Just Ask


Solomon had built the temple to honor God.  It was a good temple, but one question remained.  Would God find his dwelling in the temple?  Solomon’s prayer invited God to dwell inside his temple, and God affirmed that request.  In the New Testament, our bodies are God’s temples.  Regardless of what we do to try to make the dwelling place fit for our Heavenly King, all is vain unless we invite Jesus to live inside our hearts.

2 Chronicles 6: 18-21

18 “But will God really dwell on earth with humans? The heavens, even the highest heavens, cannot contain you. How much less this temple I have built! 19 Yet, Lord my God, give attention to your servant’s prayer and his plea for mercy. Hear the cry and the prayer that your servant is praying in your presence. 20 May your eyes be open toward this temple day and night, this place of which you said you would put your Name there. May you hear the prayer your servant prays toward this place. 21 Hear the supplications of your servant and of your people Israel when they pray toward this place.

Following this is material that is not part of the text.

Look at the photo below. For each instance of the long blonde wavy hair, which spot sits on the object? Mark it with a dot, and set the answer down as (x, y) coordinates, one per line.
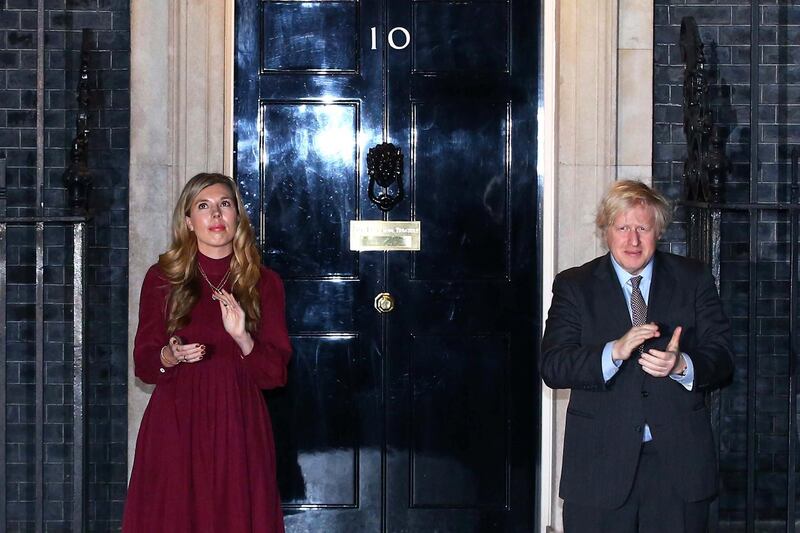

Hear from heaven, your dwelling place; and when you hear, forgive.

2 Chronicles 7:11-16

11 When Solomon had finished the temple of the Lord and the royal palace, and had succeeded in carrying out all he had in mind to do in the temple of the Lord and in his own palace, 12 the Lord appeared to him at night and said:

“I have heard your prayer and have chosen this place for myself as a temple for sacrifices.

13 “When I shut up the heavens so that there is no rain, or command locusts to devour the land or send a plague among my people, 14 if my people, who are called by my name, will humble themselves and pray and seek my face and turn from their wicked ways, then I will hear from heaven, and I will forgive their sin and will heal their land. 15 Now my eyes will be open and my ears attentive to the prayers offered in this place. 16 I have chosen and consecrated this temple so that my Name may be there forever. My eyes and my heart will always be there.
Solomon followed the ways of his father, David, early in his time as king.  He wanted to complete the work of making a temple for God, and he used the plans and resources left from his father’s reign.  Conscripted labor for years, precious metals, rare cedar from Lebanon, sculptures, and woven linen adorned the temple.  Designed to show the splendor of God, Solomon’s temple inspired awe in all that saw the temple.  Solomon had made an impressive effort to make his temple all that God would want it to be.

Only one question remained – would God come to dwell in the house meant for him?  I love that Solomon acknowledges that there is nothing on earth that he could do to ensure God’s indwelling in the temple.  He invited God to come into the temple, and God accepted.

The New Testament teaches that we are God’s temple.  Like Solomon, we can follow the teachings of our devout parents – but this is not enough to ensure that God will dwell within us.  We can try to make our temple splendid by following the rules or by making it beautiful – but this does not mean that God will dwell with us.  God responded to Solomon as He will respond to us when we request that He come and dwell inside of us.  Jesus’s death and resurrection made this indwelling of the spirit possible.  God is waiting to respond, but we have to invite him to come.  Understand that you are a sinner and believe that only Jesus (as the only son of God)’s blood can provide remedy for your sin – turn away from sin and towards God and accept the gracious gift that he has offered to you.  It’s that simple – just ask.